“When you’re at uni, you think the salad in your kebab is your five-a-day and Marlboro Lights are a food group”
I do try and attend new writing nights here and there and I often ponder what, if anything, happens to the many works in progress that feature in their programmes. And in the case of Life Sentence by Siân Rowland, a short but powerful monologue I saw as part of this night at the Southwark Playhouse, I’m getting to see that development first-hand. Expanding on the larger theme of people going missing (this production supports the charity Missing People), Rowland has introduced two more monologues and intertwined the three together to create Gazing At A Distant Star.
Call centre worker Arun is grinding through shift after shift to save for university, the only chink of light coming with his friendship with colleague Glen, but he’s not been seen for a week. Anna is training for a 5k run when a chance encounter brings memories of her long-disappeared sister come flooding back. And Karen’s wait for a postcard from her son, who is off on a lads holiday, is interrupted by a knock on the door from the police. As they each deal with the pieces of their shattered lives, so too are their stories fragmented as the narrative continually shifts between all three.

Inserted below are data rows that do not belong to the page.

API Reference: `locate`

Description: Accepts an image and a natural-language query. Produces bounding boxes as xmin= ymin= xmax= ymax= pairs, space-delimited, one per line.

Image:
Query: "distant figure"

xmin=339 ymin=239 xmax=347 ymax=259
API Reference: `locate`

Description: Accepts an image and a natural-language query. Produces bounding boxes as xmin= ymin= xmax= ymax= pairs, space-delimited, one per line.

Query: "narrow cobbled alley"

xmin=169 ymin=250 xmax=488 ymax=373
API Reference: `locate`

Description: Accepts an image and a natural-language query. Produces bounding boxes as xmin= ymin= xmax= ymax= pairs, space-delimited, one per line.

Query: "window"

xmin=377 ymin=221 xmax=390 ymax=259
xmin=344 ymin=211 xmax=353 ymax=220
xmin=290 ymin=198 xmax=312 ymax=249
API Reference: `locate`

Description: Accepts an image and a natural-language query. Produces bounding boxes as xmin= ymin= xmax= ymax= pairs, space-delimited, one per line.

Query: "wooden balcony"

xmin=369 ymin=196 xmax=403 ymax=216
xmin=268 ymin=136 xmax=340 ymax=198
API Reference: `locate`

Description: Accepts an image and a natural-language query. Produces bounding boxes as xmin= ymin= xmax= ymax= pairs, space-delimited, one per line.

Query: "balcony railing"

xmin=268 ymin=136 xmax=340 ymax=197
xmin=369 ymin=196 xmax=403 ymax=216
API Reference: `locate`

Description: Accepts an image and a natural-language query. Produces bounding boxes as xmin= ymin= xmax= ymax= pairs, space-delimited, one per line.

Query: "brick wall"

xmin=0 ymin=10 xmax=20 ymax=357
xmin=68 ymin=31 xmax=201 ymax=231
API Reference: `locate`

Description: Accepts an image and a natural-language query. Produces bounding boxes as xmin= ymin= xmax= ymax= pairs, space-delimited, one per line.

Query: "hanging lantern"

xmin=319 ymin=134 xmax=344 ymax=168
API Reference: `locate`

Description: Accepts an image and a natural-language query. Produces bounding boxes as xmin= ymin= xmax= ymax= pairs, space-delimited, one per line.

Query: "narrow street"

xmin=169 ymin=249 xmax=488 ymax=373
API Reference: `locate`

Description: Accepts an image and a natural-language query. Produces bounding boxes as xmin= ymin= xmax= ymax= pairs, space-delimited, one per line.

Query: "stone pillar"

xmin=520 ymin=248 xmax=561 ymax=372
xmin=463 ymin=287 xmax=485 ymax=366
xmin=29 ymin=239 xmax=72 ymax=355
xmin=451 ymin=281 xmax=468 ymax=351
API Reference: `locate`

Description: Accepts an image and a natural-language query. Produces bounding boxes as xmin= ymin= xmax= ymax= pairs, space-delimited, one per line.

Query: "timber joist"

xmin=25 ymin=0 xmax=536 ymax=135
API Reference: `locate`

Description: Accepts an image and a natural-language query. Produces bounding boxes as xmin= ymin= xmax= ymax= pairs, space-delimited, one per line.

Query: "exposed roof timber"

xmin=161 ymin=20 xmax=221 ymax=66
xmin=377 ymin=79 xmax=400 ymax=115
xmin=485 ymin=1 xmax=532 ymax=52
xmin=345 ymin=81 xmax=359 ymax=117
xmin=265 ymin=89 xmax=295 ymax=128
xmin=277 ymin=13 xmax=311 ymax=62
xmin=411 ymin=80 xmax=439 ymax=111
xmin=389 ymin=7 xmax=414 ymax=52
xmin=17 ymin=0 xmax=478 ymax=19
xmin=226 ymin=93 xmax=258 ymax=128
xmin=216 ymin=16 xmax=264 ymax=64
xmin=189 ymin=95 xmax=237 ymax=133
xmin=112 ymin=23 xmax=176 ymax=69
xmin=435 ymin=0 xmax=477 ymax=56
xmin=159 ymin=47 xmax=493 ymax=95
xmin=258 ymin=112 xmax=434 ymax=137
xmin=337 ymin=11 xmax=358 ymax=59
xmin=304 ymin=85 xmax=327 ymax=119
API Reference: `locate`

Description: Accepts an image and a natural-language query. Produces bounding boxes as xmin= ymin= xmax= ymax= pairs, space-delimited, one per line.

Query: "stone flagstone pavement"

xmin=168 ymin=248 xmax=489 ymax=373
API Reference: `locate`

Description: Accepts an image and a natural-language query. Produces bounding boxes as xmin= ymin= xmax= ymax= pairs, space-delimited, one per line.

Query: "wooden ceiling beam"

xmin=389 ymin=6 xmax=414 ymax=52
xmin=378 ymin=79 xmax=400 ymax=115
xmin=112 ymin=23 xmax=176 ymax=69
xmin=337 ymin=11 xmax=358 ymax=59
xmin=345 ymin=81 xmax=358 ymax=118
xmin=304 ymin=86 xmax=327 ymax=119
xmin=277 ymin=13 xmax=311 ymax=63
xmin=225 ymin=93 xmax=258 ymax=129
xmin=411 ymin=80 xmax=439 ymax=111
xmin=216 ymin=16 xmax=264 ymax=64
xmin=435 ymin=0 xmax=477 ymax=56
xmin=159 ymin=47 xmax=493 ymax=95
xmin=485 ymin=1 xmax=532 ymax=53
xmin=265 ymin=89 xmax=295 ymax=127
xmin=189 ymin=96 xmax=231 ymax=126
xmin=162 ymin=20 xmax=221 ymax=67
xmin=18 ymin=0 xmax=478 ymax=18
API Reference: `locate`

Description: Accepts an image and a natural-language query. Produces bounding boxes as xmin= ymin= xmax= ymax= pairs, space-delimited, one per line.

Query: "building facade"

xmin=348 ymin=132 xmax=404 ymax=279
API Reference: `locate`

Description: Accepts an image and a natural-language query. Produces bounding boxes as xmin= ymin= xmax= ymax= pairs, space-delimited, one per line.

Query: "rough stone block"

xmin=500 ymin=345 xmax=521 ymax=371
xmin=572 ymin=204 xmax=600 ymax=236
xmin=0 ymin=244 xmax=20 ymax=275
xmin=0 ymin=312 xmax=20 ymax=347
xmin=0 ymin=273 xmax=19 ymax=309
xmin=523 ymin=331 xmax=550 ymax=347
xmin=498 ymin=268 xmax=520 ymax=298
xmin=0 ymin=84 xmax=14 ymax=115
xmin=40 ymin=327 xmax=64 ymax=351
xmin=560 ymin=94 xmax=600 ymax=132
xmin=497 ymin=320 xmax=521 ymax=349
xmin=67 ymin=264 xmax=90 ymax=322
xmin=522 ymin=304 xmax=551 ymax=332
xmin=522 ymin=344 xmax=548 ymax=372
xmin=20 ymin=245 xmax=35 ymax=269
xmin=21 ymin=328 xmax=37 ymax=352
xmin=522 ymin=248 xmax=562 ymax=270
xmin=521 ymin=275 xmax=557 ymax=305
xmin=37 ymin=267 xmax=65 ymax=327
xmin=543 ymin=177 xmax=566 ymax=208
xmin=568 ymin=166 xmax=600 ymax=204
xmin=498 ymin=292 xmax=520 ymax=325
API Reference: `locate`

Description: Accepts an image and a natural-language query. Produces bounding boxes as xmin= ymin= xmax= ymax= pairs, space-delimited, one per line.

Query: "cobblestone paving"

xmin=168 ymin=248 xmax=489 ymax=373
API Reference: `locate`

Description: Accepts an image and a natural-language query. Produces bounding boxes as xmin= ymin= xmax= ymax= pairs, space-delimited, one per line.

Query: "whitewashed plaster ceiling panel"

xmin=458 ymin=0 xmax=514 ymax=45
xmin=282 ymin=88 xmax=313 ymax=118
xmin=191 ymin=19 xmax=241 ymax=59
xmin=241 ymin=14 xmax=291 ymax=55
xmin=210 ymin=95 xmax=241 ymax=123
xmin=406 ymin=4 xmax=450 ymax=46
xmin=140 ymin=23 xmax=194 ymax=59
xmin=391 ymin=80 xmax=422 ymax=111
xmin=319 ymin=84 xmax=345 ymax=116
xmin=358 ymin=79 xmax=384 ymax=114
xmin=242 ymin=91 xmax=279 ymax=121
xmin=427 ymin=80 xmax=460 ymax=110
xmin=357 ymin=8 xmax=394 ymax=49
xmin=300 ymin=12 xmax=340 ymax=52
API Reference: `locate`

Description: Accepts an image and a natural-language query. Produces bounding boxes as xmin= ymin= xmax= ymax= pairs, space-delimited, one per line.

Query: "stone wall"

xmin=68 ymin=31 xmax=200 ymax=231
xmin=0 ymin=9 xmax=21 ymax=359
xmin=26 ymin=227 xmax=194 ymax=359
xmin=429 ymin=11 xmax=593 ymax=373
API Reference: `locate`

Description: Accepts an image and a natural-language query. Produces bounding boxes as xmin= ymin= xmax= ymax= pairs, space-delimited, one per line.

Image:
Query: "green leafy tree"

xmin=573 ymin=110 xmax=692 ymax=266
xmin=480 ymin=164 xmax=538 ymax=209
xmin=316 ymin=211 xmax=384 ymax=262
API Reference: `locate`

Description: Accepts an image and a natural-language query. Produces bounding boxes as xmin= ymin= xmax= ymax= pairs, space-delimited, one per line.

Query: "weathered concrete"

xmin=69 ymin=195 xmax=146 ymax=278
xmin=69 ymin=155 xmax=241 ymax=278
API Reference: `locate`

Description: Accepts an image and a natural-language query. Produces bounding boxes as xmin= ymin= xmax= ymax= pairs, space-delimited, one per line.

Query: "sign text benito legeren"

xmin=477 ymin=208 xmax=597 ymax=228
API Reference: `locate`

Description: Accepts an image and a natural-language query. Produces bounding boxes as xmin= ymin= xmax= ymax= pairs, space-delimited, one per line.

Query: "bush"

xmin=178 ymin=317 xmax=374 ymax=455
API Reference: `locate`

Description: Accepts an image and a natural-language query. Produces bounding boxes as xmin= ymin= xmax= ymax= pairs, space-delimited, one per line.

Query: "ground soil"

As bleak as it may sound, Rowland’s focus on those who must continue after loved ones go missing means that she is able to explore a real gift for observational comedy as each of her trio build up a picture of the lives that were, as well as breaking our hearts with the realities that now are. Harpal Hayer’s Arun is a particular delight as he cycles through every possible method of alleviating the dullness of office life, and Serin Ibrahim proves a highly charismatic performer as the dryly witty Anna who can’t quite believe she’s coming to enjoy exercise.
But the laughs are always bittersweet, as they’re undercut by recriminations and regrets, made all the more pointed through hindsight. Why did we wait so long to do something? Why didn’t we do something sooner? Why didn’t we notice something was wrong? Each strand explores loss from a different angle, and Victoria Porter’s single mother Karen – whose story formed Life Sentence – undoubtedly carries the weightiest dramatic heft as the truth about her son comes to light leaving her to face its traumatic repercussions alone.
Porter delivers an exquisitely poignant turn, one which was heightened by my knowledge of what was to come, but it was interesting to consider the balance between the three stories (two thirds tragicomedy, one third tragedy). Karen’s son never quite sparks into life in the same way as Glen’s mate or Anna’s sister, her recollections are considerably more grief-stricken which whilst affecting, leave little room for Rowland to sketch the colour and character that is clearly her strength and thus impose a tad more tonal consistency.
But James Haddrell’s simply but powerfully executed direction, which inaugurates the Spring season in the studio space at his Greenwich Theatre, makes for a compelling evening of drama. And it is one that resonates, as the real-life experiences that Missing People deal with demonstrate, including the scarcely credible statistic that an estimated 250,000 people go missing in the UK every year.